From these indices, we can read out the distance along the skeleton.

distances_along_skeleton = [distances[int(i)] for i in indices_on_skeleton]
distances_along_skeleton

[81.59797974644663, 78.59797974644663, 69.76955262170044, 28.970562748477146]


## A helper function to do it all#

We now formulate a function that takes the skeleton and the list of coordinates to all the things shown above.

def distances_of_points_along_skeleton(skeleton, coordinates_xy):
"""
Takes a binary skeleton image and a list of coordinates in format [[X1, X2, ...], [Y1, Y2, ...]]
It will then determine all distances of the points along the skeleton.
"""
polyline = skeleton_to_pointlist(skeleton)
distances = distances_along_pointlist(polyline)

polyline_xy = polyline[:,::-1].T
distance_matrix = cle.generate_distance_matrix(coordinates_xy, polyline_xy)[1:,1:]

indices_on_skeleton = np.asarray(cle.arg_minimum_y_projection(distance_matrix))[0]
distances_along_skeleton = [distances[int(i)] for i in indices_on_skeleton]

return distances_along_skeleton

distances_of_points_along_skeleton(skeleton, coordinates_xy)

[81.59797974644663, 78.59797974644663, 69.76955262170044, 28.970562748477146]


## A distance map of the binary image#

To check that our distance computation makes sense, also visually, we can compute the distance along the center line (skeleton) for all pixels in the binary image. Therefore we first label all pixels individually.

all_pixels_labeled = cle.label_spots(binary_arm)
all_pixels_labeled

cle._ image
 shape (100, 100) dtype uint32 size 39.1 kB min 0.0 max 2725.0

We then compute the distance along the skeleton for all labeled pixel like above and visualize this in an image.
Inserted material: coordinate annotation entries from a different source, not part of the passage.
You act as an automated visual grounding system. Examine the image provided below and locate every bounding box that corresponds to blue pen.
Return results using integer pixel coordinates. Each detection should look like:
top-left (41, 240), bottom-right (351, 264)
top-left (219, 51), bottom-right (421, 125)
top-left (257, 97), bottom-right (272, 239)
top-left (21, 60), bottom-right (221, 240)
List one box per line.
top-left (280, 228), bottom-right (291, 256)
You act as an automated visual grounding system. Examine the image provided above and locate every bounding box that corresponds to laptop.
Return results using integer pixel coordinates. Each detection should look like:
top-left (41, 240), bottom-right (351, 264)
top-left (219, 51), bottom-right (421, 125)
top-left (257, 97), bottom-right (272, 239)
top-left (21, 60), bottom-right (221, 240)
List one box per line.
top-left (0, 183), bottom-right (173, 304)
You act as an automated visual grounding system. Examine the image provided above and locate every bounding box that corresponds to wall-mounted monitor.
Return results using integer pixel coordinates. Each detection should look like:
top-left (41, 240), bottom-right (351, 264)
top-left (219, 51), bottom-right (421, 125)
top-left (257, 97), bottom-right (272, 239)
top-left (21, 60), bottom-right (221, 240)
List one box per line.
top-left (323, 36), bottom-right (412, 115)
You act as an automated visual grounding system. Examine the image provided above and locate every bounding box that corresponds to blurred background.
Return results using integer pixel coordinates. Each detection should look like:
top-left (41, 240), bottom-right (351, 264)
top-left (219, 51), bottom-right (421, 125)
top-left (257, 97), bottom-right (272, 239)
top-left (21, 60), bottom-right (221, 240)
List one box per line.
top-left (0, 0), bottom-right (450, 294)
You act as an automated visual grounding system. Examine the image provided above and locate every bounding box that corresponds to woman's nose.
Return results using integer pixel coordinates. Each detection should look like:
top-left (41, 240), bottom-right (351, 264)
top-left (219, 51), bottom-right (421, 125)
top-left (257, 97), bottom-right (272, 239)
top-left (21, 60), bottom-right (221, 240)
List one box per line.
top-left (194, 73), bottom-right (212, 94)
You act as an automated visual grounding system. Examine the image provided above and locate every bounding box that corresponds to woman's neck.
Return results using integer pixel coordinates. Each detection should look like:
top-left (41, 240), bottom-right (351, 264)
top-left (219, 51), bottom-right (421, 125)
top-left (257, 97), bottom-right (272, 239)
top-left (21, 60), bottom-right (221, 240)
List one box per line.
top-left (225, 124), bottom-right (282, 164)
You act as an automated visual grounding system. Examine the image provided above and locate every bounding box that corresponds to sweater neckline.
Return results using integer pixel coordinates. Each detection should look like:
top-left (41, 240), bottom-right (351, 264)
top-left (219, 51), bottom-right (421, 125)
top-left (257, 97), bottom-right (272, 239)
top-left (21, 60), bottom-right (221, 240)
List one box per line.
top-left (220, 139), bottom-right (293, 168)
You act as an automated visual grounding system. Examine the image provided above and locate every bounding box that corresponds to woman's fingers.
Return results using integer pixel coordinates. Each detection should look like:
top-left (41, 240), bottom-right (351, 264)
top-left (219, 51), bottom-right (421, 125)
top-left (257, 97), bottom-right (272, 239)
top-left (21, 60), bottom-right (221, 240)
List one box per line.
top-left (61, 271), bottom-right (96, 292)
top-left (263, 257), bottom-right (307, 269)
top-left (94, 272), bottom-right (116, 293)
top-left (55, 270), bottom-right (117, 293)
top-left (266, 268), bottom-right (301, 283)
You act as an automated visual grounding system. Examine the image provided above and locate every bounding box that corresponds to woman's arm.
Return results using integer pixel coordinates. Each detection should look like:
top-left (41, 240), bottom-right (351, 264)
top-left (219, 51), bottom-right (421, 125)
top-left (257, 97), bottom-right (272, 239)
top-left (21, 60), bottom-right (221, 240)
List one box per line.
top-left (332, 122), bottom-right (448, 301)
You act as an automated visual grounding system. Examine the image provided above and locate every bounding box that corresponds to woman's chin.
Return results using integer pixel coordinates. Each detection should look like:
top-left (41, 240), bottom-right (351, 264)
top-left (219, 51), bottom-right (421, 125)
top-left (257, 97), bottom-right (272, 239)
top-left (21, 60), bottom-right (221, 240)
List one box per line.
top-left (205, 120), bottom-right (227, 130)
coordinates_all_xy = cle.labelled_spots_to_pointlist(all_pixels_labeled)
distances_all = distances_of_points_along_skeleton(skeleton, coordinates_all_xy)
distance_map = cle.replace_intensities(all_pixels_labeled, [0] + distances_all)
distance_map

cle._ image
 shape (100, 100) dtype float32 size 39.1 kB min 0.0 max 83.01219

Using stackview.picker we can hover with the mouse over the image and read out intensities. This only works in a Jupyter-like environment.

stackview.picker(distance_map, zoom_factor=4)


## Exercise#

Compute the distance of the points with respect to the other end of the image. Hint: Flip the input image when computing the path along the skeleton.